For those of you around the world, who are not familiar with Albuquerque, New Mexico, I will try to put it on the map for you.
Albuquerque, New Mexico, is a sleepy one-horse town of about 500,000 population...including the sleepy horse. Amazingly, Albuquerque does have running water; electricity and indoor facilities. WOW!
The city is located in the southwestern United States, with our good neighbors to the east...Texas; our good neighbors to the north...Colorado; our good neighbors to the west...Arizona...and our good neighbors to the south...the country of Mexico.
Because of drought conditions in New Mexico for several years, leaders in the state have made water conversation a primary issue for many years now. You can see and hear about water conversation on television and radio; and you can see water conservation issues in the newspaper quite often.
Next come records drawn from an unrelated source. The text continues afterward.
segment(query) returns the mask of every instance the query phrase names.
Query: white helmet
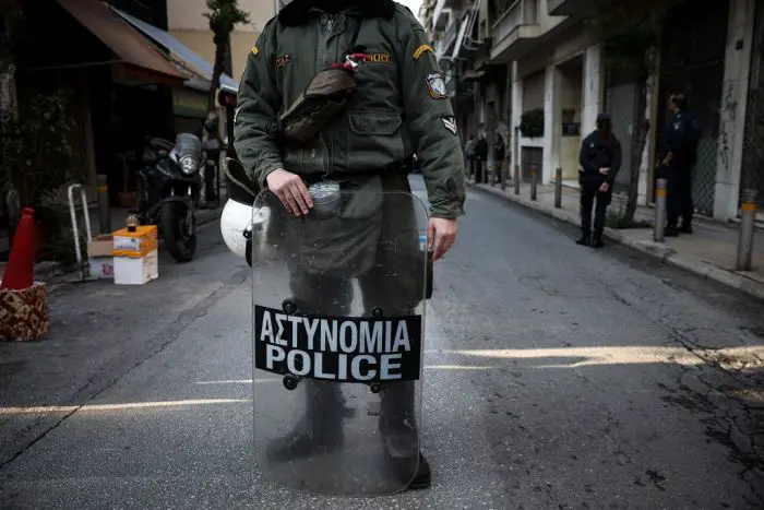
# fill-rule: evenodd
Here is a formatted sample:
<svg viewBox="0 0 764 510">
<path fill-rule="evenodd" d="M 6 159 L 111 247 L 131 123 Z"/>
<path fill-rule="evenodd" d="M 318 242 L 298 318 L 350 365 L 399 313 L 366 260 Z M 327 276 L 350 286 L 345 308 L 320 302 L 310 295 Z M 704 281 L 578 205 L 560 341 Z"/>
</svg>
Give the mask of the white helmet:
<svg viewBox="0 0 764 510">
<path fill-rule="evenodd" d="M 247 256 L 247 235 L 251 232 L 252 205 L 228 199 L 220 214 L 220 234 L 236 257 Z"/>
</svg>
Now, all of that raising awareness over the years are paying off for Albuquerque.
The following editorial appeared in the Albuquerque Journal on March 20, 2012, and is entitled;
"ABQ Ahead of Game In Water Conservation"
"Albuquerque gets it...water conservation, that is.
The Albuquerque Bernalillo County Water Utility Authority and its metro area customers have cut per capita water use 40% since 1994...and hit a state conservation goal 13 years early.
The reduction in usage is particularly impressive given recent dry years.
In 1994, Albuquerque launched a major water conservation effort after experts determined the city was depleting its groundwater reservoir faster than expected. Daily usage at the time was 252 gallons per person.
Conservation measures have included rebates for replacing an existing toilet with a low flush model and for removing a lawn and mandatory landscape watering times. There is a small reward built in for low water users and a bit of a penalty for water hogs. Awareness campaigns promoted conservation.
In 2004, as part of Albuquerque's permit to begin using imported San Juan River Basin water as part of the city's drinking water supply, the state set a legally binding benchmark of 155 gallown per person per day with a 2004 deadline. But, new calculations show that in 2011, the city's daily water usage surpassed that benchmark, dropping below 150 gallons per person.
In 1994, before water conservation efforts began, Albuquerque used 40.6 billion gallons. In 2011, usage had dropped to 34.6 billion gallons. Meanwhile population in the utility's servie area grew from 441,450 to 634,284.
Water utility officials now will begin loking down the road to set new long-range conservation goals. A series of town hall and neighborhood association meetings will be held to get community input on what those goals should be and how we can achieve them.
Having enough water to support appropiate growth in the dry Southwest will continue to be a challenge. But the water utility and its customers have embraced that challenge and moved the goal line in the right direction."
END OF EDITORIAL;
If there's anything we all need across the country, is clean air and water. I'm proud of the residents of Albuquerque, New Mexico, for a job well done in water conservation.